On the other hand, regarding whether NVIDIA’s next-gen AI chip, Blackwell, faces delay, the tech giant notes that it shipped samples this quarter, and has made an adjustment to the product to make it more efficient to manufacture, according to a report by CNBC.
Citing CFO Colette Kress, the report states that in the fourth quarter, “we expect to ship several billion dollars in Blackwell revenue.”
Q3 Guidance Somehow Fails to Impress the Market
According to NVIDIA’s guidance, the adjusted gross margin in the third quarter is expected to be 75%, with a fluctuation of plus or minus 50 basis points, slightly below the market expectation of 75.5%. The company’s gross margin for the second quarter was 75.7%, with an average expectation of 75.8%.
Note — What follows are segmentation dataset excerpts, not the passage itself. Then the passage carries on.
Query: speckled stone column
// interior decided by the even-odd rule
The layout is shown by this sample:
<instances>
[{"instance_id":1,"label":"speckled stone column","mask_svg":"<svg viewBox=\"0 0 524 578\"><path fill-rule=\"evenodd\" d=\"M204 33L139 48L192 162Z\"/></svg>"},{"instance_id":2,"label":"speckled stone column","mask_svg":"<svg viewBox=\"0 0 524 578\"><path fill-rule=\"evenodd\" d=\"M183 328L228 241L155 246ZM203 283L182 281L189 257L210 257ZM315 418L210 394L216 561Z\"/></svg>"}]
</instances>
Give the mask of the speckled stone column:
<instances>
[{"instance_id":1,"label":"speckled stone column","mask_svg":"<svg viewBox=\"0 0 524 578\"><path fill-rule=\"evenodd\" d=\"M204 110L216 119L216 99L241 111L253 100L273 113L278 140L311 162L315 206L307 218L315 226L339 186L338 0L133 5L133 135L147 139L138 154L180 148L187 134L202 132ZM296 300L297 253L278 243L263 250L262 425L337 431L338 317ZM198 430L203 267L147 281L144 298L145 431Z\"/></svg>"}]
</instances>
This quarter’s outlook, though being solid, somehow fails to impress the market. The AI chip manufacturer has been a major beneficiary as companies rush to upgrade their data centers to handle AI software, and its sales forecast has become a barometer of this AI surge.
A report by the Economic Daily raises concerns that though the company has had several consecutive quarters of outstanding performance, most of its growth comes from a small number of customers. For instance, about 40% of its revenue comes from large data center operators, such as Google and Meta.
Although these tech giants have been investing heavily on AI, there are concerns that the scale of the infrastructure being built may exceed current demand, which could lead to a bubble.
Blackwell Update: Obstacles Removed?
There were concerns that there might be design issues with Blackwell, which might cause the shipment to delay. According to the report by the Economic Daily, NVIDIA admitted that it has encountered difficulties in the production process, but stated that they are implementing reforms to improve yield rates.
A report by Wccftech states that NVIDIA has confirmed that it has “implemented a change” to the Blackwell GPU mask produced at TSMC using the 4NP process node, which is expected to further enhance production yield. As this change is not a significant architectural redesign, the product remains on schedule for the ramp to start in the fourth quarter and continuing into FY2026.
According to Wccftech, NVIDIA CEO Jensen Huang reiterates that “Hopper demand remains strong, and the anticipation for Blackwell is incredible.” CFO Colette Kress further states that in the fourth quarter, “we expect to ship several billion dollars in Blackwell revenue.”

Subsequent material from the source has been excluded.